Seth Marrs: In the past standardization was king, how do I take a process make it global and standardized? Now if you look at technology you are not standardizing a process to have the one best process, you are looking the customize the best process. You are looking to customize to get the best process for your situation which is very different when you are looking at things. It still takes a ton of process work but it’s a different way of looking at it.

PEX Network: Do you have any thoughts on how you get your people ready to handle this environment where we are constantly changing?

Seth Marrs: One of the biggest changes you have when you look at the people side is that you have the capability to transform very quickly which is counterintuitive to a lot of the process work that has been done in the past. You used to want to incrementally improve - and that still exists to a certain extent today - but now you need to take the team and open them up to transformation.

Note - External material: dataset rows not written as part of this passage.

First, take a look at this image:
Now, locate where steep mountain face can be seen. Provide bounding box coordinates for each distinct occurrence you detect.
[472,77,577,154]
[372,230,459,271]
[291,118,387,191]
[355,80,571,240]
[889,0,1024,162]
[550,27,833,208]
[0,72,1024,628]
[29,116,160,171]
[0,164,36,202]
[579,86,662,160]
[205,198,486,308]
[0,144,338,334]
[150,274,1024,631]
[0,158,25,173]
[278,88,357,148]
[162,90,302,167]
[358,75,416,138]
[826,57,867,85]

One of the pieces we are doing is bringing technology forward to have them look at it more and understand it and make it a part of their process improvement whereas in the past it was a limiter.

PEX Network: Is that a training thing or are there different ways you are trying to open them up to that transformation mind set?

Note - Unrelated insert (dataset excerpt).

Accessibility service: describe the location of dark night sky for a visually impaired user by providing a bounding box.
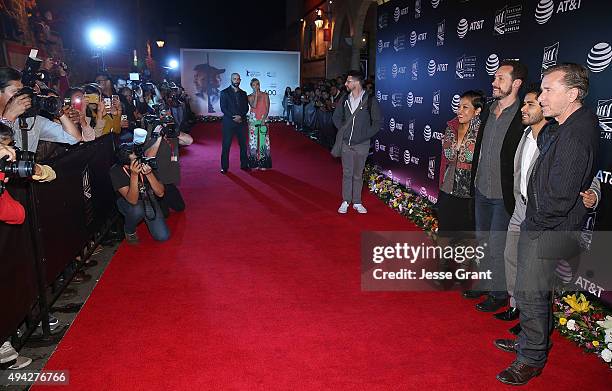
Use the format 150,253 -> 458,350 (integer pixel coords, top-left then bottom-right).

Seth Marrs: It is not necessarily training but a push for exposure. For instance, if you are going into a process improvement - even for something simple like ‘how am I going to do quoting?’ - in the past we would look at the process and ask how you could make it as efficient as possible. The quoting tool – i.e. the technology – was the stable thing that we wouldn’t change.

Today, you look at it and see that your quoting tool is this big lumbering tool. If you looked at an SAS platform where you’re doing your quoting in the Cloud - and is highly configurable – then you start talking about maximizing a process that directly relates to the customer. It opens up a whole new avenue for improvement.

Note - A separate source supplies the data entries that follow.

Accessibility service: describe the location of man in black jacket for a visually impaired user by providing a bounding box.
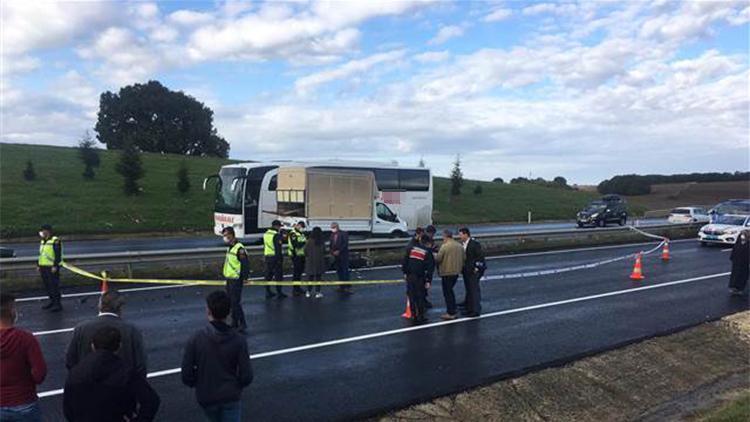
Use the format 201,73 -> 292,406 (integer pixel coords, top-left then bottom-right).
182,290 -> 253,422
458,227 -> 485,318
65,289 -> 147,377
401,235 -> 435,324
63,326 -> 159,422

I am doing that right now with our quoting team where they have been mired in a tool that we have had for ten years. When they think of improving they are talking about improving that tool. They are just starting to understand as I push them towards it that you can reinvent the process with the new capabilities that are out there.

PEX Network: On the subject of reinvesting and disruption: GE has always been traditionally associated with its strong focus on Six Sigma but with your job it really sounds like that technological component is very important. How do you see Six Sigma and BPM fitting together in perhaps what we could call a brave new world?

Seth Marrs: They are very closely linked. Six Sigma will drive the quality you need. You need to make sure that component is in place and that you are able to measure and ensure that whatever process is put in place is run as efficiently as it possibly can be. It doesn’t matter if you put technology on it. If it breaks every seven steps or it doesn’t work then it is still not a good process. So it is absolutely essential to have those Six Sigma tools and look at things from that standpoint.

You also need a Lean focus too because a lot of people make the mistake of saying I bought technology, I am going to be better. That is the furthest thing from the truth. Process is more important today than it has ever been but you have to look at it from a standpoint of here is the tool, here is the process and how do I make the best tool and the best process work together in the most efficient way?

PEX Network: That probably leads us into our final question which is the fact that you are going to be speaking at our upcoming BPM Summit in San Francisco this autumn and your presentation is entitled harmonizing people, process and technologies which sounds a lot like what we have been talking about to achieve a cohesive BPM strategy for success. What exactly are you going to be talking about in your presentation?

Seth Marrs: It is a lot about what we have been talking about over these last few questions. How do you find that right mix to make sure that you are putting together the best possible solution for your end users to maximize success? It is about looking at and trying to get that intersection where you are using the best technology, the best process and enabling your people in the best way to get it done.